State Key Laboratory of Genetic Resources and Evolution, Kunming Institute of Zoology and Kunming Primate Research Center, Chinese Academy of Sciences, Kunming, Yunnan 650223, China.
BMC Evol Biol. 2011 Oct 12;11:298. doi: 10.1186/1471-2148-11-298.
Homeobox genes are the key regulators during development, and they are in general highly conserved with only a few reported cases of rapid evolution. RHOXF2 is an X-linked homeobox gene in primates. It is highly expressed in the testicle and may play an important role in spermatogenesis. As male reproductive system is often the target of natural and/or sexual selection during evolution, in this study, we aim to dissect the pattern of molecular evolution of RHOXF2 in primates and its potential functional consequence.
We studied sequences and copy number variation of RHOXF2 in humans and 16 nonhuman primate species as well as the expression patterns in human, chimpanzee, white-browed gibbon and rhesus macaque. The gene copy number analysis showed that there had been parallel gene duplications/losses in multiple primate lineages. Our evidence suggests that 11 nonhuman primate species have one RHOXF2 copy, and two copies are present in humans and four Old World monkey species, and at least 6 copies in chimpanzees. Further analysis indicated that the gene duplications in primates had likely been mediated by endogenous retrovirus (ERV) sequences flanking the gene regions. In striking contrast to non-human primates, humans appear to have homogenized their two RHOXF2 copies by the ERV-mediated non-allelic recombination mechanism. Coding sequence and phylogenetic analysis suggested multi-lineage strong positive selection on RHOXF2 during primate evolution, especially during the origins of humans and chimpanzees. All the 8 coding region polymorphic sites in human populations are non-synonymous, implying on-going selection. Gene expression analysis demonstrated that besides the preferential expression in the reproductive system, RHOXF2 is also expressed in the brain.
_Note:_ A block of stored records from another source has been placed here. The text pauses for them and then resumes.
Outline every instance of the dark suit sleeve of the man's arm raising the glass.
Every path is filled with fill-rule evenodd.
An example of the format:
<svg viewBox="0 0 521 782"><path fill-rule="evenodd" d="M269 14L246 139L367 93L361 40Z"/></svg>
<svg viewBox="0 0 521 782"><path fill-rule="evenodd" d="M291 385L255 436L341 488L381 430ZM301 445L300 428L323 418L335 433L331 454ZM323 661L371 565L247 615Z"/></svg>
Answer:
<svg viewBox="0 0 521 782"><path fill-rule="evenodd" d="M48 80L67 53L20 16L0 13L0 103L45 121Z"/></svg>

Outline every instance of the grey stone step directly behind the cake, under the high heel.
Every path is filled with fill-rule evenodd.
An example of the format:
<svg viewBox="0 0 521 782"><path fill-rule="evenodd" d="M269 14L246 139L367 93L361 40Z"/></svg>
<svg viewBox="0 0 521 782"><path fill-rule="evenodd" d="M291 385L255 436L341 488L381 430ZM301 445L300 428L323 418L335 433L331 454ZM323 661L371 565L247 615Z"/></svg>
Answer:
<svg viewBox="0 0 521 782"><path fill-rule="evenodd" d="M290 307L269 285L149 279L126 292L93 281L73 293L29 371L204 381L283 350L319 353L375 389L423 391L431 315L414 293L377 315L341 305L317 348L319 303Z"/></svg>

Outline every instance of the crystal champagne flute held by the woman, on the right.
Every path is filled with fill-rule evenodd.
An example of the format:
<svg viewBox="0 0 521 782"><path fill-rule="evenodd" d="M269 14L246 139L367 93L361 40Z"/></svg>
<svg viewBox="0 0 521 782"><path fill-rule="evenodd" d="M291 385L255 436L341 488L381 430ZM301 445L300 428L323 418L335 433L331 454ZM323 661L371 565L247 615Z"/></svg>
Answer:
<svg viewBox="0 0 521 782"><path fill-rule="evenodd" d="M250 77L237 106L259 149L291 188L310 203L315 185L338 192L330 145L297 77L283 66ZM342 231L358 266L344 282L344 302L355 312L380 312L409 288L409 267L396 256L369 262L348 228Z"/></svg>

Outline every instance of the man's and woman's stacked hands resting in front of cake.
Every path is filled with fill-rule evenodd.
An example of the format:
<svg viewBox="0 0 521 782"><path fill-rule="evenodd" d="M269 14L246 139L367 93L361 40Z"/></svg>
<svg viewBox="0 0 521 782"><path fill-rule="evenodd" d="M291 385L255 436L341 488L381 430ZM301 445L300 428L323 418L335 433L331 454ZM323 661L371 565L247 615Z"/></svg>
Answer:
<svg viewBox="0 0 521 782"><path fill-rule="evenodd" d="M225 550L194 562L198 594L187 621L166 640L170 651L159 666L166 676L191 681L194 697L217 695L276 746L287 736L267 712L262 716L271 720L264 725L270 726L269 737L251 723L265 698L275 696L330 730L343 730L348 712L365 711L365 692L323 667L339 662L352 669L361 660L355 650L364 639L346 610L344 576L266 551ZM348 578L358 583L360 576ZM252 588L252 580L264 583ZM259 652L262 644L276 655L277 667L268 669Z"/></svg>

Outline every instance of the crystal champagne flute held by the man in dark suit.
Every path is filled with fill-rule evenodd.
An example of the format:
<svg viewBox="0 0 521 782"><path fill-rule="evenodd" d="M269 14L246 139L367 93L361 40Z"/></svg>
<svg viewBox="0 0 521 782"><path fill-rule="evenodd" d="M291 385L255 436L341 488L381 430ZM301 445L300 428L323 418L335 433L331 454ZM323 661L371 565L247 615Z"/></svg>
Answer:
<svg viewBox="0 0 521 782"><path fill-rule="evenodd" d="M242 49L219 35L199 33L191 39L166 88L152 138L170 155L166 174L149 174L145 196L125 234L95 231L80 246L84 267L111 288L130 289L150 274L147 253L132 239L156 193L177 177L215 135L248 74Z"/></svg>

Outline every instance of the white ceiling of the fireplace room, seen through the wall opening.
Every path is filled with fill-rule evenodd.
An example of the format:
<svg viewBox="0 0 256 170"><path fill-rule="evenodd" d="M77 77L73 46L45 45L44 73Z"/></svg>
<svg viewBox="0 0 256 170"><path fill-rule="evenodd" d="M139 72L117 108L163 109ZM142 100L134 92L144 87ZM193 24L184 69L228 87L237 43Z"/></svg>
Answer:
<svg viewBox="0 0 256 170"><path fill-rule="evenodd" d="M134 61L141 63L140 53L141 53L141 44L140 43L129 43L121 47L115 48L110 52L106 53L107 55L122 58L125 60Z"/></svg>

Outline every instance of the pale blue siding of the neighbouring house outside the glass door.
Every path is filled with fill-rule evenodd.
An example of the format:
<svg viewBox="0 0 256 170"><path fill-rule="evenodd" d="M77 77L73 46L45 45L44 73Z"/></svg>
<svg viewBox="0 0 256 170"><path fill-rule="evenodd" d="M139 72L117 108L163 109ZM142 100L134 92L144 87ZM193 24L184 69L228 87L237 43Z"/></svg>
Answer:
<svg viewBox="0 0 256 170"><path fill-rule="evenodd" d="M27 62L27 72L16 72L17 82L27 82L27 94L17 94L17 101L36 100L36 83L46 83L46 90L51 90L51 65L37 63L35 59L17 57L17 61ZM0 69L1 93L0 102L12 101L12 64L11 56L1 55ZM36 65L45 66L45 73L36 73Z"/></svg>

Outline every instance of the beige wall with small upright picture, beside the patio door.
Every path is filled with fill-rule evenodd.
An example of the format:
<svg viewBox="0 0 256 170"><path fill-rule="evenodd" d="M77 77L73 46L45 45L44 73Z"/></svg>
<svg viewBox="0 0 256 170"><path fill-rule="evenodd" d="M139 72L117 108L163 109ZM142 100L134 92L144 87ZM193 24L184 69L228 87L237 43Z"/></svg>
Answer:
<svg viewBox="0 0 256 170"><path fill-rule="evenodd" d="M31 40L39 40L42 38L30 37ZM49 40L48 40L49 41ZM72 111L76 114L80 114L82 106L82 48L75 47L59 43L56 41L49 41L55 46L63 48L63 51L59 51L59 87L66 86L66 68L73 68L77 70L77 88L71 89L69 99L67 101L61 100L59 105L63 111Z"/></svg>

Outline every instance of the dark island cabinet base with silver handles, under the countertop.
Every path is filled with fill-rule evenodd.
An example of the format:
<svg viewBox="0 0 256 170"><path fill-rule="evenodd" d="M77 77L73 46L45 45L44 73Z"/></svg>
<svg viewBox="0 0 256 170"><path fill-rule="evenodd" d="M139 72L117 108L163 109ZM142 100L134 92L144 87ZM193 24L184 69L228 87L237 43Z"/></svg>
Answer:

The quantitative data suggests expression pattern divergence among primate species.
RHOXF2 is a fast-evolving homeobox gene in primates. The rapid evolution and copy number changes of RHOXF2 had been driven by Darwinian positive selection acting on the male reproductive system and possibly also on the central nervous system, which sheds light on understanding the role of homeobox genes in adaptive evolution.
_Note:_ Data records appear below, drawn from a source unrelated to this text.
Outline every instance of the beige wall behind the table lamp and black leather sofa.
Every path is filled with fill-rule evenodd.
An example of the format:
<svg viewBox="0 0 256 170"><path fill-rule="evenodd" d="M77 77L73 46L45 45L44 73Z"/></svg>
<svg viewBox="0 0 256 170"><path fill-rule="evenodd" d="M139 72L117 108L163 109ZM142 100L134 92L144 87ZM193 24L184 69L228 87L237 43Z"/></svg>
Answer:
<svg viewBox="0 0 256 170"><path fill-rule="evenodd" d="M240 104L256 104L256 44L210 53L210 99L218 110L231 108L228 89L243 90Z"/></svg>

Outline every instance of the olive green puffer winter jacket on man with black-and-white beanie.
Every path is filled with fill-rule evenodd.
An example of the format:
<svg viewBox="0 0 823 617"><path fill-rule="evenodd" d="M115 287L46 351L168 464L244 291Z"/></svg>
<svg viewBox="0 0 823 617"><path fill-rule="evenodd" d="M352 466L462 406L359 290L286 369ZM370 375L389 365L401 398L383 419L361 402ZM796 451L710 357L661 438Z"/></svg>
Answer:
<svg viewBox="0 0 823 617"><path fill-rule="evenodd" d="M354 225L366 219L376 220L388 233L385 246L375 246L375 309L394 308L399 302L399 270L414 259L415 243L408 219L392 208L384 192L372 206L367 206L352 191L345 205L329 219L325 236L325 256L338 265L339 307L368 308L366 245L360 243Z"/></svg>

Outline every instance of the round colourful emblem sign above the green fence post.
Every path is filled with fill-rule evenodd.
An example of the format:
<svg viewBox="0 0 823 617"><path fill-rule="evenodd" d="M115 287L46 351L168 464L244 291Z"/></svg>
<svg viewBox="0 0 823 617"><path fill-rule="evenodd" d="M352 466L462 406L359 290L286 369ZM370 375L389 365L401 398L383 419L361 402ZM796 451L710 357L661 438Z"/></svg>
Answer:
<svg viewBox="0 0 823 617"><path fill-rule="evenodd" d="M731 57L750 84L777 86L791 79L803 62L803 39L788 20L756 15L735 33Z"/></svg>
同源盒基因是发育过程中的关键调控因子,它们通常高度保守,只有少数报道称它们经历了快速进化。RHOXF2 是灵长类动物的一个 X 连锁同源盒基因。它在睾丸中高度表达,可能在精子发生中发挥重要作用。由于男性生殖系统在进化过程中经常成为自然选择和/或性选择的目标,因此本研究旨在剖析 RHOXF2 在灵长类动物中的分子进化模式及其潜在的功能后果。
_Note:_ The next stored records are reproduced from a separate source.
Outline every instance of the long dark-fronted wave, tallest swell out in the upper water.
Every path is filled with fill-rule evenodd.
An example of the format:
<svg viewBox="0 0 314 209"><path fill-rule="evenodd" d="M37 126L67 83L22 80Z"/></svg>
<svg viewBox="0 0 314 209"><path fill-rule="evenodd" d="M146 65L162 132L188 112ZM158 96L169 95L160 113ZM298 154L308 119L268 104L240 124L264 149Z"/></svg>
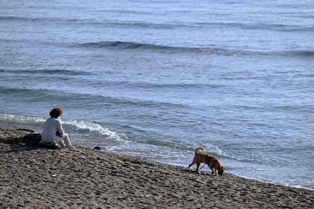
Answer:
<svg viewBox="0 0 314 209"><path fill-rule="evenodd" d="M114 49L151 49L159 50L162 52L175 53L175 52L191 52L201 54L217 54L217 55L281 55L281 56L314 56L314 50L288 50L288 51L250 51L250 50L236 50L228 48L218 47L180 47L180 46L163 46L147 43L136 43L136 42L122 42L122 41L101 41L101 42L90 42L75 45L78 47L89 47L89 48L114 48Z"/></svg>

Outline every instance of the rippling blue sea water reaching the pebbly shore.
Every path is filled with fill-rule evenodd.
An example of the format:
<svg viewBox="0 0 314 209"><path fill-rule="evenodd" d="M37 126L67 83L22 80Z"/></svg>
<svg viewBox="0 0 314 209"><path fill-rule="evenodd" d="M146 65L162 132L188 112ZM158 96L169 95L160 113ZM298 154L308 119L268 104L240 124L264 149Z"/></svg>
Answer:
<svg viewBox="0 0 314 209"><path fill-rule="evenodd" d="M77 145L314 189L313 70L312 0L0 1L0 126Z"/></svg>

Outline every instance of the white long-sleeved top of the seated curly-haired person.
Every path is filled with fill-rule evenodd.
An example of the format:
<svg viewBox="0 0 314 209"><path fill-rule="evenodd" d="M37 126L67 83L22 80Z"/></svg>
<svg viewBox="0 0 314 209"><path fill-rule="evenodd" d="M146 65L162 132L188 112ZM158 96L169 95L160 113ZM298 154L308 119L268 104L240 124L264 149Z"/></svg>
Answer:
<svg viewBox="0 0 314 209"><path fill-rule="evenodd" d="M43 133L41 135L42 141L52 141L56 138L55 133L59 132L60 134L64 134L62 129L61 120L55 117L51 117L44 123Z"/></svg>

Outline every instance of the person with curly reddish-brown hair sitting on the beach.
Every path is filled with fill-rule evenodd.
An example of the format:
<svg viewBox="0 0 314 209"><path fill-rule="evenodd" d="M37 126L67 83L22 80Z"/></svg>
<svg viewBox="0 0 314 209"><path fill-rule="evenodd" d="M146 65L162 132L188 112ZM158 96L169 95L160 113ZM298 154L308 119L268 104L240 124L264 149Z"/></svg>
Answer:
<svg viewBox="0 0 314 209"><path fill-rule="evenodd" d="M71 141L69 139L68 134L64 133L61 125L62 116L61 108L53 108L49 115L51 118L47 119L44 123L43 133L41 135L41 139L44 142L58 142L62 147L68 147L72 149ZM64 144L65 142L65 144Z"/></svg>

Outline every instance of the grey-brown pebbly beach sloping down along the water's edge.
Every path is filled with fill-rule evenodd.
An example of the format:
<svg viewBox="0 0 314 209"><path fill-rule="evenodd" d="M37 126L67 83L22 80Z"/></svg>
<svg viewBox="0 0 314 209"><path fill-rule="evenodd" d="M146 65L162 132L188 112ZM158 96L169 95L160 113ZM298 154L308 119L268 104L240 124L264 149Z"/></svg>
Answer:
<svg viewBox="0 0 314 209"><path fill-rule="evenodd" d="M0 208L314 208L314 191L107 151L29 147L0 129ZM192 159L193 156L191 156ZM271 172L271 171L269 171Z"/></svg>

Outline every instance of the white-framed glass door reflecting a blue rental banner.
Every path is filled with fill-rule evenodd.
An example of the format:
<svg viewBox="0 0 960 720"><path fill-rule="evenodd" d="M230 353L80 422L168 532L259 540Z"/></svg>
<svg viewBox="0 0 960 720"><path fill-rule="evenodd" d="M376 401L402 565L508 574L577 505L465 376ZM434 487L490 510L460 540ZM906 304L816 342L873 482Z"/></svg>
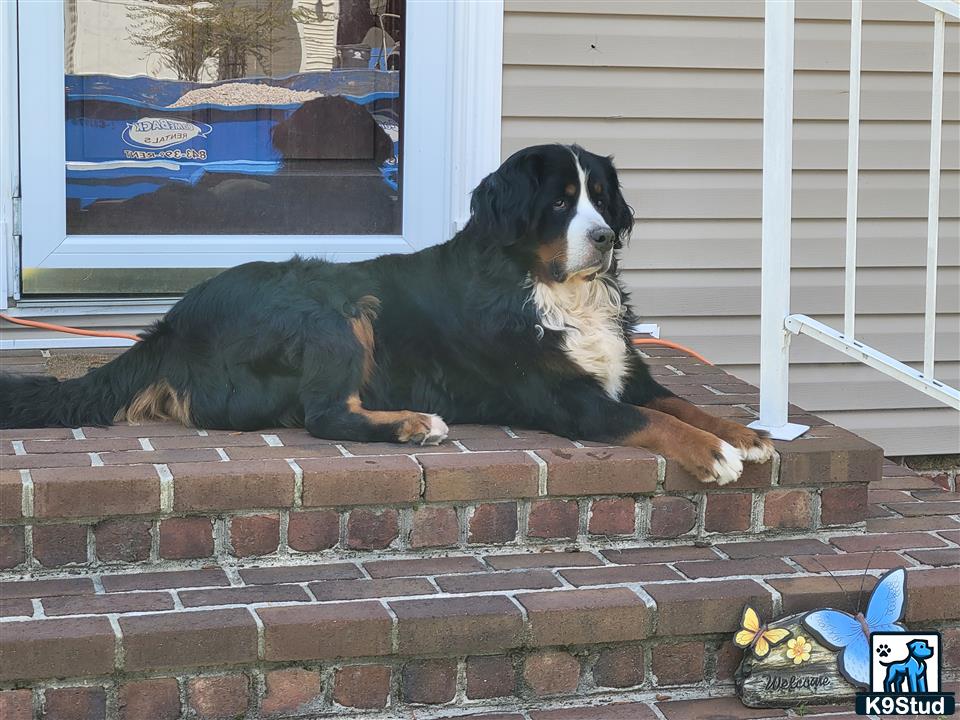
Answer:
<svg viewBox="0 0 960 720"><path fill-rule="evenodd" d="M24 294L445 240L447 5L20 0Z"/></svg>

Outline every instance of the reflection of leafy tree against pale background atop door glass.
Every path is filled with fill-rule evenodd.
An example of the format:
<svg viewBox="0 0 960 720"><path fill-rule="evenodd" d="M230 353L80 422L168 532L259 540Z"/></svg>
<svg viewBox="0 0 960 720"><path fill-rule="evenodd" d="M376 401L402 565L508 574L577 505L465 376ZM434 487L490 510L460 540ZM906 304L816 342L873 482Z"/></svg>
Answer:
<svg viewBox="0 0 960 720"><path fill-rule="evenodd" d="M269 68L277 30L291 16L290 0L158 0L128 12L134 43L159 55L181 80L197 82L217 61L220 80L246 75L251 58Z"/></svg>

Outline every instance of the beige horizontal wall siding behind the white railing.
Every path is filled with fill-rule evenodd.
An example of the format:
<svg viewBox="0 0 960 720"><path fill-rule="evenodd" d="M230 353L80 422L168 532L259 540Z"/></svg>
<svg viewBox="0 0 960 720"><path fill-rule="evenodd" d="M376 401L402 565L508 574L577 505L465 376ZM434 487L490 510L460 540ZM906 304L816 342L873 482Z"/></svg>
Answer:
<svg viewBox="0 0 960 720"><path fill-rule="evenodd" d="M637 226L627 282L664 336L756 381L762 0L507 0L503 154L539 142L613 153ZM932 11L864 3L858 329L917 365ZM797 3L792 304L843 312L849 2ZM946 33L938 375L960 382L960 25ZM807 338L792 398L891 454L956 452L960 418Z"/></svg>

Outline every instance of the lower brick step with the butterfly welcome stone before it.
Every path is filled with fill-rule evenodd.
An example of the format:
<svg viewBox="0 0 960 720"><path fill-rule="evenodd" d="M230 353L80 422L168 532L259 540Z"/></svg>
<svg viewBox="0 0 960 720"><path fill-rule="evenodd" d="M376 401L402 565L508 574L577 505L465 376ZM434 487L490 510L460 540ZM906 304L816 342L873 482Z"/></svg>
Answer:
<svg viewBox="0 0 960 720"><path fill-rule="evenodd" d="M822 540L7 573L0 708L29 690L37 718L70 707L81 720L496 708L543 720L531 708L625 692L649 710L657 694L730 692L744 603L764 618L847 607L868 564L868 589L908 567L906 621L943 633L956 677L960 501L922 478L872 492L884 517Z"/></svg>

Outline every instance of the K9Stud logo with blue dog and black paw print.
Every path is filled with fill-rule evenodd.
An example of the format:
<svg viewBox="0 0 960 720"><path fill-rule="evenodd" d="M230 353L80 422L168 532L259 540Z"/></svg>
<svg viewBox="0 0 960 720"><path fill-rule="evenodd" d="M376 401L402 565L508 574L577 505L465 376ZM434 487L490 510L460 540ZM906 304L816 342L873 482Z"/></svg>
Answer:
<svg viewBox="0 0 960 720"><path fill-rule="evenodd" d="M940 633L871 633L870 692L857 693L857 714L953 715L940 665Z"/></svg>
我们研究了 RHOXF2 在人类和 16 种非人类灵长类动物中的序列和拷贝数变异,以及在人类、黑猩猩、白眉长臂猿和恒河猴中的表达模式。基因拷贝数分析表明,多个灵长类动物谱系中存在平行的基因复制/缺失。我们的证据表明,11 种非人类灵长类动物具有一个 RHOXF2 拷贝,人类和 4 种旧世界猴具有两个拷贝,而黑猩猩至少具有 6 个拷贝。进一步分析表明,灵长类动物中的基因复制可能是由基因区域侧翼的内源性逆转录病毒(ERV)序列介导的。与非人类灵长类动物形成鲜明对比的是,人类似乎通过 ERV 介导的非等位基因重组机制使它们的两个 RHOXF2 拷贝同质化。编码序列和系统发育分析表明,在灵长类动物进化过程中,RHOXF2 经历了多谱系的强烈正向选择,尤其是在人类和黑猩猩的起源时期。人类群体中所有 8 个编码区多态性位点均为非同义突变,暗示着持续的选择。基因表达分析表明,除了在生殖系统中的优先表达外,RHOXF2 还在大脑中表达。定量数据表明,在灵长类动物物种间存在表达模式的分化。
RHOXF2 是灵长类动物中快速进化的同源盒基因。RHOXF2 的快速进化和拷贝数变化是由对雄性生殖系统的达尔文正向选择驱动的,可能也受到中枢神经系统的驱动,这为理解同源盒基因在适应性进化中的作用提供了线索。